Epey süre önce Rus haber ajansı Regnum’da Stanislav Tarasov imzalı makale yayınlandı. Dilimizede çevrilen o makaleyi bu düşüncelerle okudum. Makale bir Rus gözüyle Türkiye’nin geldiği ve gittiği yolu gösterdiği için ilginç. Bu ve buna benzer makaleler gelecekte tarihçiler için bir belge niteliğindedir. Sözünü ettiğim makale içinde bulunulan zamanı anlattığı için şimdiki zamanlıdır, oysa anlatılanlar kim bilir ne kadar sürecek bir sürecin habercisidir de..

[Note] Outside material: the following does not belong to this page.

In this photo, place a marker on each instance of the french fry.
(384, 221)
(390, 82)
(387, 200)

Makalenin ana fikrini Türkiye’nin yeni düzende (açık anlamıyla buna milli ve laik yapı hafifletilerek, dini ve çok uluslu bir yapıya geçiş aşaması diyebiliriz) sınırlarında sorun yaşamama isteğinin sonucunda müttefiki olan Azerbaycan Cumhuriyetini ermeni sorunu konusunda eskisi kadar desteklememesi, bunun sonucunda Azerbaycan Cumhuriyetinin yalnızlaştırılma politikalarını önleme çabaları oluşturuyor.

Makalenin anlattıklarını birkaç ana başlıkta görürsek konunun özünü kavrayacağımızı düşünüyorum.

Ana başlıklar şunlar:

1: Pan-İslamizmle büyüyen Osmanlı, Jön Türklerle Pan-Türkist oludu.
2: Atatürk Pan-Türkizm ve Turancılığı ırkçılık saydığı için, onun yerine ılıman milliyetçilik olan Türkizm başladı.
3: Stalin’in Türkiye’ye sosyalist Turancılığın önderlik önerisi Atatürk tarafından reddedildi.
4: Sovyet rejimi, Azerbaycan’ın adını kaldırılıp sosyalist Turanın önderliğini vererek geçici cumhuriyeti kurdurdu. Kafkaslardaki Türk Cumhuriyetleri için birleştirici unsur olarak önder devlet Azerbaycan olacaktı.
5: Sovyet rejimi yıkıldıktan sonra Azeriler Ermeni meselesinde Türkiye ile müttefik oldular.
6: Türkiye enerji kaynaklarının geçiş yolu üstünde olması nedeniyle ve değişen dünya şartlarında Türkizm yerine daha İslamcı bir anlayışla “Suudi Arabistan’ın dış politikadaki aktifliğinin görülür bir şekilde azalmasından” yani Suudilerin giderek sessizleşmesiyle doğan boşluğu doldurarak çıkar birliğinin gösterdiği yönde İran ve Rusya ile yakınlaştı.
7: Burada yer almak isteyen Türkiye kendi içinde barındırdığı çok uluslu yapıyı ulusçuluğunun önüne koydu. Sırf bu yüzden Azerbaycanla dil ortaklığına bağlı kalarak Ermenistan’la kavgayı sürdürmek çıkarlarına tersti. Oysa Azerbaycan’ın güçlü, İran, Rus, Avrupa ve Kafkasya mirasıyla yoğrulmuş kendilerine özgü algıları var.
8: Bundan dolayıdır ki Azerbaycan Türkiye ile ermeni meselesinde ne kadar ortak nokta arasa arasın başarılı olamayacaktır.

Aradan geçen zaman makalenin yazarını haklı çıkarmıştır. Size göre de öyle değil mi?